Each data protection policy defines:

  • Policy name and description — Identify the policy's purpose.
  • Data types to protect — Select from categorized sensitive data types:
    • PHI — Protected Health Information (39 types including Medicare numbers, health IDs, insurance numbers).
    • PII — Personally Identifiable Information.
    • GDPR — EU data protection categories.
    • Additional compliance categories (PCI, CCPA, COPPA).
  • Policy tools — Which tools this masking applies to.
  • Policy targeting — Conditional expressions that determine when masking is applied (e.g., IF Country In United States).

Data protection policies have a status toggle and can be activated or deactivated at any time.


Hooks

Hooks allow you to execute custom JavaScript code when specific MCP events occur. There are two hook types:

Hook typeTrigger
Call toolExecutes when an AI agent invokes a tool.
List toolsExecutes when an AI agent requests the list of available tools.

Each hook includes:

  • Body — A JavaScript code editor with a default template. The onEvent(eventData) function receives the event details and returns a verdict ('allow' or 'deny') along with an optional response object.
  • Settings — Configure the fail methodology (e.g., "Fail Open" to allow requests when the hook fails) and timeout (default: 5 seconds).
  • Test button — Validate your hook logic before activation.
  • Activate/Inactivate toggle — Control whether the hook is active.

Hooks enable advanced use cases like custom validation, request transformation, dynamic tool filtering, and external service integration.


Configuration

The Configuration tab manages your MCP server's basic settings:

  • Basic configuration:

    • Server name — The display name for your MCP server (e.g., "Expense Management App").
    • MCP Gateway URL — The auto-generated endpoint (e.g., your-id.mcp-gw.frontegg.com). Read-only, with a copy button.
    • Custom domain — Optionally map a custom domain to your MCP Gateway through a two-step DNS configuration wizard.
  • Allowed origins:

    • Controls which origins can access your Agen for SaaS app, enforced by the Origin header.
    • Pre-populated with {{APP_URL}} and {{LOGIN_URL}}.
    • Add additional origins as needed.
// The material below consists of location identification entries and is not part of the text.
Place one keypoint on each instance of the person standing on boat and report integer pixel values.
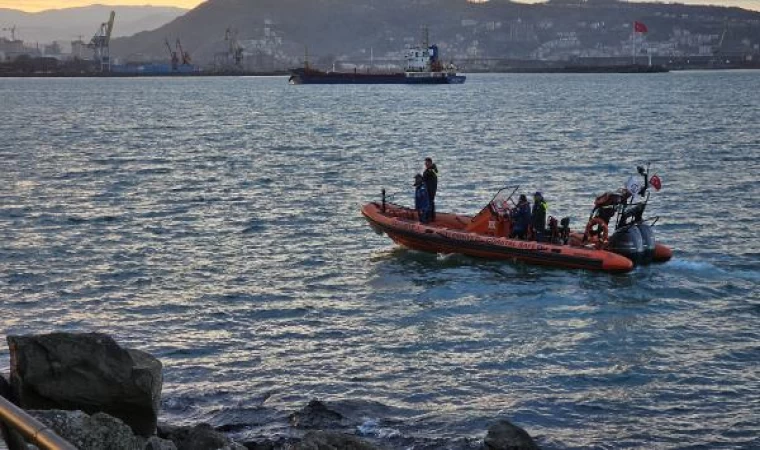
(520, 218)
(538, 221)
(430, 177)
(421, 199)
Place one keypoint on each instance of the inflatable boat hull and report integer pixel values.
(448, 235)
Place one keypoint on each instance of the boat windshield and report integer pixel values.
(504, 199)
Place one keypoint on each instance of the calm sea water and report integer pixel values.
(215, 223)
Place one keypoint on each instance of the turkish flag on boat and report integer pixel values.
(655, 182)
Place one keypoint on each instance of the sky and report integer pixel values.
(39, 5)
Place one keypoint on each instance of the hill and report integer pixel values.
(275, 32)
(68, 24)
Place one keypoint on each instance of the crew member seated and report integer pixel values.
(421, 199)
(538, 216)
(520, 218)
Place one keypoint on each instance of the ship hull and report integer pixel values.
(318, 77)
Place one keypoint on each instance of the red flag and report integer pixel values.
(655, 182)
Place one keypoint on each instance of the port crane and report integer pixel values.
(173, 54)
(13, 32)
(101, 43)
(186, 60)
(235, 49)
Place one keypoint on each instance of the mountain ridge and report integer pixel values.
(336, 30)
(66, 24)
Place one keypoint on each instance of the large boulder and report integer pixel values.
(88, 372)
(316, 415)
(97, 432)
(505, 436)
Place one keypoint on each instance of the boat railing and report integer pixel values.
(32, 429)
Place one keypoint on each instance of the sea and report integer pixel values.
(215, 223)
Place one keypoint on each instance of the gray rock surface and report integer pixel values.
(505, 436)
(96, 432)
(88, 372)
(326, 440)
(316, 415)
(199, 437)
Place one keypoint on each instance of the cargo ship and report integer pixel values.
(422, 66)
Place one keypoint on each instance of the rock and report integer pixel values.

Changes take up to 5 minutes to take effect.

Monitoring and auditing

All actions within Agen for SaaS are logged for transparency and compliance. The monitoring system records:

  • Which user or AI agent invoked which tool.
  • When the request occurred.
  • Which policies, access control rules, or approvals were triggered.
  • The full request and response payloads.
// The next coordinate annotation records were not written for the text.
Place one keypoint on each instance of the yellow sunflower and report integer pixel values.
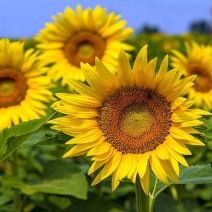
(23, 88)
(131, 121)
(79, 37)
(198, 61)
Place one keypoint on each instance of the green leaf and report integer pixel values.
(199, 174)
(208, 133)
(11, 138)
(196, 174)
(63, 178)
(9, 182)
(47, 137)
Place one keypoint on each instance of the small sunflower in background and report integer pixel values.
(23, 88)
(197, 61)
(131, 121)
(80, 36)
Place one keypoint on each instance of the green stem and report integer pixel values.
(142, 200)
(17, 196)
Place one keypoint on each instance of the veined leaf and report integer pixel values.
(11, 138)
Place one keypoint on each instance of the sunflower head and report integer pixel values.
(80, 36)
(197, 61)
(130, 122)
(20, 78)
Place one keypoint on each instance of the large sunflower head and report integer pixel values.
(80, 36)
(197, 61)
(23, 88)
(131, 121)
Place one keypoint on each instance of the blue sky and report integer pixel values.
(25, 18)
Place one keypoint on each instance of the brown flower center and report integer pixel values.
(135, 120)
(203, 81)
(13, 87)
(84, 47)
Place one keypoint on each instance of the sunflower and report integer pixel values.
(197, 61)
(79, 37)
(130, 122)
(23, 88)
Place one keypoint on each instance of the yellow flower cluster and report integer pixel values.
(128, 118)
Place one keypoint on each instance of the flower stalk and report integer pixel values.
(142, 200)
(14, 166)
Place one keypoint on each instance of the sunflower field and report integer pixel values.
(95, 117)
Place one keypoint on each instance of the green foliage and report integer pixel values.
(12, 138)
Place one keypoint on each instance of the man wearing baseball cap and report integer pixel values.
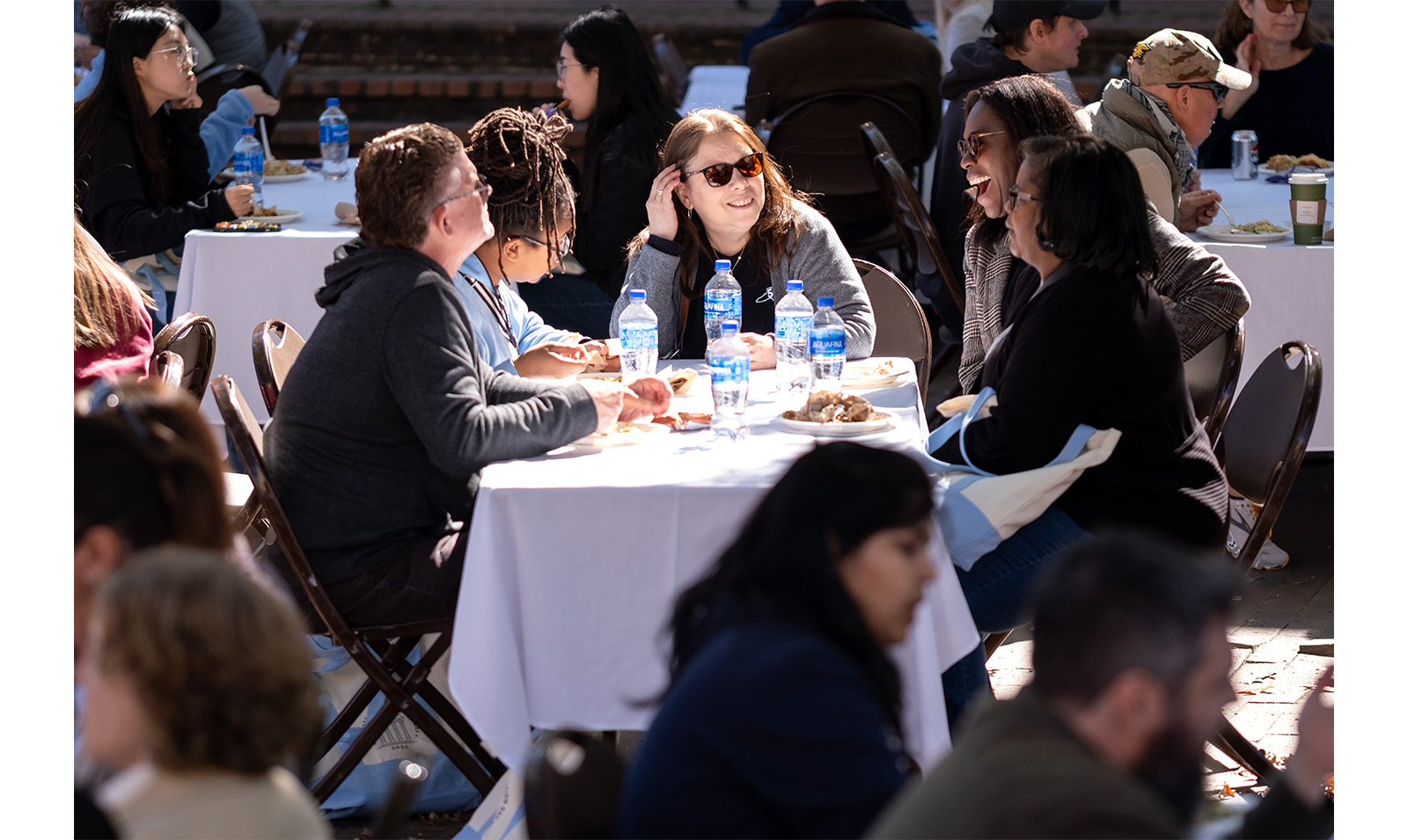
(1028, 37)
(1162, 113)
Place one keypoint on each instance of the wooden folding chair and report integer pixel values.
(379, 650)
(192, 337)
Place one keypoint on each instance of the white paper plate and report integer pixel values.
(283, 217)
(837, 429)
(1224, 234)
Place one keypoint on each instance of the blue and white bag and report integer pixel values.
(976, 509)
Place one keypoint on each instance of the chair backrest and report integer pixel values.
(675, 77)
(276, 345)
(572, 787)
(901, 330)
(1211, 376)
(914, 223)
(192, 337)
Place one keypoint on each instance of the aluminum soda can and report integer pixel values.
(1243, 155)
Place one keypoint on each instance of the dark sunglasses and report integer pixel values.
(1220, 91)
(722, 173)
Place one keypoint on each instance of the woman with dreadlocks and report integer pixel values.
(532, 208)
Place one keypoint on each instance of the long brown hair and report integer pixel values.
(99, 286)
(774, 234)
(1236, 24)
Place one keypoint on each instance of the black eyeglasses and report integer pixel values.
(1220, 91)
(722, 173)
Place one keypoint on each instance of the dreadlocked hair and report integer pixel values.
(520, 155)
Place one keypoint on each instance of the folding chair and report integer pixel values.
(572, 787)
(192, 337)
(1211, 377)
(379, 650)
(901, 330)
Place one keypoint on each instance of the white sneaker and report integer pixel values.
(1243, 515)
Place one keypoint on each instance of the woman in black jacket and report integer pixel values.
(607, 77)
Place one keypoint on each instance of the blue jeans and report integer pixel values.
(996, 590)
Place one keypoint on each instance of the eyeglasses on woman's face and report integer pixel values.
(972, 145)
(722, 173)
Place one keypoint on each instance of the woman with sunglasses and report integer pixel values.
(720, 196)
(140, 166)
(530, 207)
(1203, 297)
(1093, 347)
(1292, 100)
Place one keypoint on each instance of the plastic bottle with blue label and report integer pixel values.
(722, 298)
(827, 347)
(250, 162)
(792, 328)
(333, 140)
(729, 365)
(640, 337)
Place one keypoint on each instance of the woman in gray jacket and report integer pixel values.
(720, 196)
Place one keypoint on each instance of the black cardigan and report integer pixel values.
(1096, 349)
(117, 204)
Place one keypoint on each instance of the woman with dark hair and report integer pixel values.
(781, 718)
(1093, 347)
(140, 166)
(607, 79)
(1203, 297)
(722, 196)
(1292, 100)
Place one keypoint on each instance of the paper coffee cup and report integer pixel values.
(1309, 207)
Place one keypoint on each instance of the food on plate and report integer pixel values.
(1258, 227)
(830, 407)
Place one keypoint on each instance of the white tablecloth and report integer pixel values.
(575, 560)
(241, 279)
(1292, 286)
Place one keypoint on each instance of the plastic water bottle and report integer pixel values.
(827, 347)
(729, 366)
(722, 298)
(792, 326)
(333, 138)
(640, 344)
(250, 162)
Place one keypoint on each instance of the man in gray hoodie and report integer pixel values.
(389, 415)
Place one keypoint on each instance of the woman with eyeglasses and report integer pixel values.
(720, 196)
(532, 207)
(140, 166)
(1093, 347)
(1203, 297)
(1292, 100)
(609, 80)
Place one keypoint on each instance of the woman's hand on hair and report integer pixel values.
(762, 354)
(659, 204)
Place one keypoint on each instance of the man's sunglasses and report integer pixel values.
(1220, 91)
(722, 173)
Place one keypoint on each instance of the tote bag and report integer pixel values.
(975, 509)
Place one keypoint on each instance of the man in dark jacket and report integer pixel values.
(1030, 37)
(385, 422)
(1130, 676)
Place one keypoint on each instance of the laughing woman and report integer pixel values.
(720, 196)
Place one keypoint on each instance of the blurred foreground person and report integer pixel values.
(1130, 675)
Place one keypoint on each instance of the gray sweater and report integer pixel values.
(816, 256)
(389, 415)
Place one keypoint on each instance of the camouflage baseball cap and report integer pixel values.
(1173, 55)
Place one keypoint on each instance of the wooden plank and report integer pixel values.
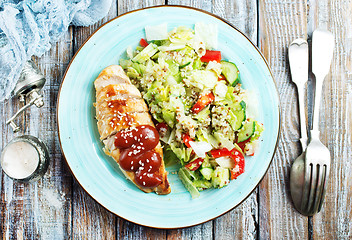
(333, 222)
(280, 22)
(129, 5)
(89, 219)
(42, 208)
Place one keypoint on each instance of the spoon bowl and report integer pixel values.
(297, 181)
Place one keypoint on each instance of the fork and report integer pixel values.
(317, 160)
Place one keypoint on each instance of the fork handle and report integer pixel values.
(302, 114)
(319, 79)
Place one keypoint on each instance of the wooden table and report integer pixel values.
(56, 207)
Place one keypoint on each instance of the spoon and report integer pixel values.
(298, 58)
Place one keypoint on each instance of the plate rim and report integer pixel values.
(168, 6)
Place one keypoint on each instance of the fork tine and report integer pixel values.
(320, 187)
(313, 188)
(306, 186)
(327, 171)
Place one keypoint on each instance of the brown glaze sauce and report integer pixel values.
(138, 155)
Logs can be viewed in the dashboard, streamed to third-party platforms (Datadog, Splunk, AWS EventBridge), and filtered by time, tool, user, or action.


How the layers interact

LayerRole
AI agentThe customer's AI platform (ChatGPT, Claude, Gemini) initiates a tool call.
MCP GatewayReceives the request and routes it through the governance pipeline.
→ AuthenticationValidates the request's identity token.
→ Access controlChecks whether the user's roles/permissions allow the tool call.
→ PoliciesEvaluates conditional rules and applies deny, step-up, or approval actions.
→ Approval flowsRoutes requests to human reviewers when required by a policy.
→ Data protectionMasks sensitive fields in the response before returning to the agent.
→ HooksExecutes custom JavaScript logic at call-time or list-time.
→ MonitoringLogs the entire interaction for audit and compliance.
Your SaaS APIs (Tools)The underlying REST, GraphQL, or MCP endpoints that perform the business action.